O projeto chegou à Associação Pestalozzi de Codó, entidade com mais de quatro décadas de história e voltada a pessoas com necessidades especiais. Lá, Rodrigo ministrou um curso introdutório a dois alunos da instituição – Antônio, que tem surdez; e Maria, que apresenta dificuldade de fala. Nada disso impediu que os aprendizes se saíssem bem nas aulas.
“Por duas semanas, o Antônio passou todas as manhãs comigo. Foi a campo, me acompanhando nas assistências, pra ver como é o dia a dia, como o trabalho funciona. Foi muito bom. Eu senti que minha missão com ele foi cumprida”, avaliou o refrigerista.
A meta de Rodrigo é fechar 2019 superando a marca de 50 alunos formados. Entre os que já receberam seu certificado, alguns já veem a prestação de assistência técnica como uma profissão. É o caso de Lucas, de 17 anos, que participou da primeira turma da Jornada e que, hoje, atua como assistente-aprendiz de Rodrigo.
Para isso, o rapaz recebe uma ajuda de custo mensal, além de uma porcentagem em cada conserto que ajuda. “A reação dos pais é sempre muito gratificante. No dia da formatura, o pai do Lucas me abraçou, caiu aquela pequena lágrima. Eles sentem orgulho dos filhos”, disse o professor.
Além disso, o refrigerista também se prepara para oferecer cursos voltados a outro tipo de equipamento, cuja demanda cresce a cada ano: os aparelhos de ar condicionado. Por enquanto, ele conseguiu uma coleção de DVDs com aulas animadas e um aparelho para usar no curso.
Mas ainda faltam ferramentas específicas – como termômetros, cortadores de tubo e chaves de regulagem – para que Rodrigo consiga tirar a ideia do papel. Mesmo sem parcerias com a prefeitura ou com o governo do estado, ele sonha alto.
“O meu sonho, mesmo, é montar uma instituição de ensino em que eu possa atender todos os adolescentes da cidade, tudo bem certinho. Vou aos poucos, mas eu vou conseguir”, vislumbrou.
O início
Rodrigo nasceu em Teresina, no Piauí. Começou a prestar assistência técnica a refrigeradores e máquinas de lavar aos poucos e por acaso, graças ao incentivo do amigo Josivan Lopes. “Eu estava jogando bola e, quando ele precisava de ajuda, ele passava de moto e me pegava pra ir junto. Comecei lavando peças, separando ferramentas. No começo eu não gostava, mas depois comecei a ver o negócio como profissão”, disse.
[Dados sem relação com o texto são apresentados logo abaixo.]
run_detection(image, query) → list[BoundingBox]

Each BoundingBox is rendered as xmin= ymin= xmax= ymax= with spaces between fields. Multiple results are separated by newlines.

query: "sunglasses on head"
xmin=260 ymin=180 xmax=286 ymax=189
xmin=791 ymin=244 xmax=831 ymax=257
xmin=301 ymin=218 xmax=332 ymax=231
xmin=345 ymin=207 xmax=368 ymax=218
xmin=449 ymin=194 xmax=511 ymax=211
Em 2011, Rodrigo, sua esposa, Cristiane Kelly, e filho do casal, Enzo Gabriel, se mudaram a Codó. Estabelecido na nova cidade, o refrigerista instalou seu ponto para prestar assistência técnica e pôs mãos à obra.
Por um período, a mulher o ajudou na instalação de ar-condicionado. Só parou quando estava prestes a dar a luz à filha, Maria Flor, que hoje tem um ano e nove meses. Com o trabalho, a família conseguiu comprar casa própria e uma moto. Para Rodrigo, no entanto, o mais importante é a certeza de estar fazendo a coisa certa.
“Eu tenho certeza de que, de onde meu pai estiver, ele está orgulhoso de mim”, disse Rodrigo, com a voz embargada. “Eu estou tirando foto de tudo, registrando tudo, para que meus filhos, quando crescerem, também possam ver o que eu fiz”, completou.